However, in the long term, the bilateral trade could reach $20-25 billion, he anticipated.

“We should make full use of mutually shared multilateral platforms like the Organisation of Islamic Cooperation (OIC) and Economic Cooperation Organisation (ECO). We will focus on offering two more visa categories including tourist visa and business tourism visa,” he said while visiting the Federation of Pakistan Chambers of Commerce and Industry (FPCCI) head office on Tuesday with a team of senior Turkish diplomats.

The ambassador said that people-to-people linkages were very important in the peculiar case of Turkiye and Pakistan, adding that the South Asian country with close to 250 million population was very important for Turkiye economically.

“We should capitalise on opportunities made available by Pakistan’s inclusion into the Transports Internationaux Routiers (TIR) convention pertaining to land-based cargo and Trade in Goods Agreement (TGA) signed between the two countries,” said FPCCI President Irfan Iqbal Sheikh.

 

Industrialists and IT experts, while talking to The Express Tribune, said that there was over $5 million trade deficit with Turkiye and if Pakistan intended to bridge the gap forthwith, it would have to export IT services as it was the shortest possible way.

They said that IT services comprised programming, designing, software development, robotic machine learning and other such services. They added that the IT industry could gain good business in Turkiye immediately in comparison with other industries which could take a longer time to leave their impact on Turkiye markets.

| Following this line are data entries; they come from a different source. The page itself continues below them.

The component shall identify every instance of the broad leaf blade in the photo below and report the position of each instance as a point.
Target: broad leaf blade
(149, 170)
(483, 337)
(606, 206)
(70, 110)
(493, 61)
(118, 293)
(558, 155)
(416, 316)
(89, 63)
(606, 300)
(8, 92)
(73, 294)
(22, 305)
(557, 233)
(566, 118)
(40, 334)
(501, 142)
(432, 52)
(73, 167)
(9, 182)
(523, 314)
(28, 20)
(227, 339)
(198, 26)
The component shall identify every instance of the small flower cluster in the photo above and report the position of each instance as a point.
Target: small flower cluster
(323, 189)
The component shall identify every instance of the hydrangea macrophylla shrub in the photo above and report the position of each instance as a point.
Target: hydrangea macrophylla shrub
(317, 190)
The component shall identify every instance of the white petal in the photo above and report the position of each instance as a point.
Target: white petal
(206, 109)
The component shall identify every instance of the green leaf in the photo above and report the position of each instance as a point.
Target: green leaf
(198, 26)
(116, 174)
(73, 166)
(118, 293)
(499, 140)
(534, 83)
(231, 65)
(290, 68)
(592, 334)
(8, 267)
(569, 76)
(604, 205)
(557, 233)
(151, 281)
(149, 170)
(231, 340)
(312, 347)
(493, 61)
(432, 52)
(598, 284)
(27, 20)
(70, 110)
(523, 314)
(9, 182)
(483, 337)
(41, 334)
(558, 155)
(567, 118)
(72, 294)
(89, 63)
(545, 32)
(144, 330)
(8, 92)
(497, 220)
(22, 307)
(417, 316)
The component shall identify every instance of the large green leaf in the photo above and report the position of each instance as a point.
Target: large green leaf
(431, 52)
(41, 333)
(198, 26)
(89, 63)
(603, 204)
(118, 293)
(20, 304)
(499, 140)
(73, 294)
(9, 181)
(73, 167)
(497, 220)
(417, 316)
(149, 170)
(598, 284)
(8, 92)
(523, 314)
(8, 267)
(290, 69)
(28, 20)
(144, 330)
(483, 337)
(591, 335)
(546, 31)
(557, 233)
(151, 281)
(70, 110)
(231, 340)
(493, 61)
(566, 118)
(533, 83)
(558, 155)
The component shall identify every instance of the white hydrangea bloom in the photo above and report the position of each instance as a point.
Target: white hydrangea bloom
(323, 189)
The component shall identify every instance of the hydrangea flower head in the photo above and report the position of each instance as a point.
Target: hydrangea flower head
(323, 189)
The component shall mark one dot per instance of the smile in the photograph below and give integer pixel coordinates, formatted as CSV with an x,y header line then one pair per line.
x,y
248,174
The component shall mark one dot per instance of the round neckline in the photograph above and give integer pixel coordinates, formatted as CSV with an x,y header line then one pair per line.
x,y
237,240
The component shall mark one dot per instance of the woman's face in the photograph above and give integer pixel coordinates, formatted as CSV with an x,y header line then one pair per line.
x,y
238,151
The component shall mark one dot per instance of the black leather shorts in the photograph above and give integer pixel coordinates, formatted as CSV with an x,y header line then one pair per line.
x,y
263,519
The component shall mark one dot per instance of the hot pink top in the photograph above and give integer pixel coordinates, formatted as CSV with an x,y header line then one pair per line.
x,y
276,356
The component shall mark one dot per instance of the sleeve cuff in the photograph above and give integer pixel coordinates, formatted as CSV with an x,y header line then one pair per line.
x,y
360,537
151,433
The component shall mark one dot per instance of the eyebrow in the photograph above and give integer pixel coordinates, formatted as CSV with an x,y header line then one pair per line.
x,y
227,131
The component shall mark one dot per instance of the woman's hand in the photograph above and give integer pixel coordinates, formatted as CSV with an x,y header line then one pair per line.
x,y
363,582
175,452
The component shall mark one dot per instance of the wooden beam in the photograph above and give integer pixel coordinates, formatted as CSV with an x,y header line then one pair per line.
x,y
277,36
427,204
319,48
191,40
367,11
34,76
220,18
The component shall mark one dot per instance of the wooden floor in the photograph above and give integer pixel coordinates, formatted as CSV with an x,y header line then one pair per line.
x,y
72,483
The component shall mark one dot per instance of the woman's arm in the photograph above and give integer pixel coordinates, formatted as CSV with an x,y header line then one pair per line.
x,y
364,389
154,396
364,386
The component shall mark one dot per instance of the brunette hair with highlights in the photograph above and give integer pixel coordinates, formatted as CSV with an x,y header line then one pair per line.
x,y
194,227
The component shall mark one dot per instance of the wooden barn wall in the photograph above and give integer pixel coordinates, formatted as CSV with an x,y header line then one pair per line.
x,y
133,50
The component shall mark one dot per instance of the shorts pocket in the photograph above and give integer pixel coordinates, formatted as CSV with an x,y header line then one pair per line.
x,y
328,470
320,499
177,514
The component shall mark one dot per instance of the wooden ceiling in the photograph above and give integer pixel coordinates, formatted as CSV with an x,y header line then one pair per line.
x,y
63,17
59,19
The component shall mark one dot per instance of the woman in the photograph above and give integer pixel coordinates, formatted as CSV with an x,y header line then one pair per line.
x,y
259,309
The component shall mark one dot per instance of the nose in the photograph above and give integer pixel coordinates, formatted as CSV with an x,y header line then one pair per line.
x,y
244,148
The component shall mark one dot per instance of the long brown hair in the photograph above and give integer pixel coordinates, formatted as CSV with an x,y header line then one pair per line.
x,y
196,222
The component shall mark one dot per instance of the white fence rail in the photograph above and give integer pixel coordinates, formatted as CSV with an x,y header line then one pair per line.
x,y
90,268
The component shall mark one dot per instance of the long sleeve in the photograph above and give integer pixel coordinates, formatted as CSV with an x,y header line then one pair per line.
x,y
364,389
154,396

At present, Pakistan’s exports include textile, leather, sports goods, surgical instruments, agricultural products, rice and the like. Moreover, Pakistan imports processed food, engineering goods, home appliances, confectionery, beverages, toys, defence products and others.

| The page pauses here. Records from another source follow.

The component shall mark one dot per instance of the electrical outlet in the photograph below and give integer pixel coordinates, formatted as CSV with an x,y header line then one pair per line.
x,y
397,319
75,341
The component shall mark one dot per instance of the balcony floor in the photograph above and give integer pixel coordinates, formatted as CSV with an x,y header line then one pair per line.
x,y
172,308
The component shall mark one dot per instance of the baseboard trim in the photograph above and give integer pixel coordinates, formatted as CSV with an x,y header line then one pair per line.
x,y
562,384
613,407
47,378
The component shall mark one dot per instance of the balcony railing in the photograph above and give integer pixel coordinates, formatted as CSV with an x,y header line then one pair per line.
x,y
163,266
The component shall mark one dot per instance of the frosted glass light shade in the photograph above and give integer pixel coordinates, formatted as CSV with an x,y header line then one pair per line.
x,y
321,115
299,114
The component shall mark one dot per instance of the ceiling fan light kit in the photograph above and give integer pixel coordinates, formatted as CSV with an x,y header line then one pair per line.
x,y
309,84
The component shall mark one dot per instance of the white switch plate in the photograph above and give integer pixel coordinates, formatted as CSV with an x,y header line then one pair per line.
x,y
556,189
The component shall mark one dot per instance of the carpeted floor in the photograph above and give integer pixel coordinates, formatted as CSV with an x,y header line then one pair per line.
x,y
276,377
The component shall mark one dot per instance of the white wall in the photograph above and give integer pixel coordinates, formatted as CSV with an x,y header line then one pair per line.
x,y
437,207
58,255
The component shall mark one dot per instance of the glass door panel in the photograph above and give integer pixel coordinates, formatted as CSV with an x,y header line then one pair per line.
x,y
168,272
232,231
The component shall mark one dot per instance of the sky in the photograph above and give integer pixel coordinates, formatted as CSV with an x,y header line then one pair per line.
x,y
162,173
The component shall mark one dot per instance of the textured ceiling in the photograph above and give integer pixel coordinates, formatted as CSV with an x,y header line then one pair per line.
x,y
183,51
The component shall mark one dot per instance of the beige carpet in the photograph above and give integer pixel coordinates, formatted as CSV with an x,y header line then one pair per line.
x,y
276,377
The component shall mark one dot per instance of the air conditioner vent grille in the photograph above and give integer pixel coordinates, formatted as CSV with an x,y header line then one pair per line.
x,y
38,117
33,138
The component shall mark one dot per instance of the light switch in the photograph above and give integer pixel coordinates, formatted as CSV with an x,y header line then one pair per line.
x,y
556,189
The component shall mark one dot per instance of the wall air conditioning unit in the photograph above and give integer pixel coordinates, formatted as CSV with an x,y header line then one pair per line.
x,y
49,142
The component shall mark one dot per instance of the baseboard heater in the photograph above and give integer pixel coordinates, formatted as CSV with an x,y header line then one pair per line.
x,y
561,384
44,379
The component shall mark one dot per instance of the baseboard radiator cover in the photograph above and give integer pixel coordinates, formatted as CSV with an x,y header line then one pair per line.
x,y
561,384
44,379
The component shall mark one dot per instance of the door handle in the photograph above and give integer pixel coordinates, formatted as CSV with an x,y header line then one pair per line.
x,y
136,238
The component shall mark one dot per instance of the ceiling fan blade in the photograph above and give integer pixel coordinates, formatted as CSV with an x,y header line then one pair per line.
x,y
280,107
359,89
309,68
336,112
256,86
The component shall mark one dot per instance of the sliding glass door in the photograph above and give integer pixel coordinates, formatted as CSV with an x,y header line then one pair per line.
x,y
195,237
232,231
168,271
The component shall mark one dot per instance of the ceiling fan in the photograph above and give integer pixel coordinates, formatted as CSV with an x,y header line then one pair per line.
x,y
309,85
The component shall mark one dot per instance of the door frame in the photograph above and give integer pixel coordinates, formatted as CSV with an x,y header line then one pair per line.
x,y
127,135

FPCCI Senior Vice President Muhammad Suleman Chawla stressed that Pakistan should aggressively explore new avenues for exports as the current bilateral trade of $1.3 billion was way below the true potential.

Expansion of economic relations must incorporate industrial collaborations and transfer of technology, he said.

FPCCI’s Pakistan-Turkiye Joint Business Council Chairman Amjad Rafi maintained that both countries should put in place a practical and efficient currency swap agreement to overcome the lack of commercial banking channels and other issues with corresponding banks.

He also said that land-based cargo under TIR reaches Istanbul in less than two weeks, which is around 30% of the time required for sea-based cargo. The cost of goods transportation could also be more than halved through that manner, he added.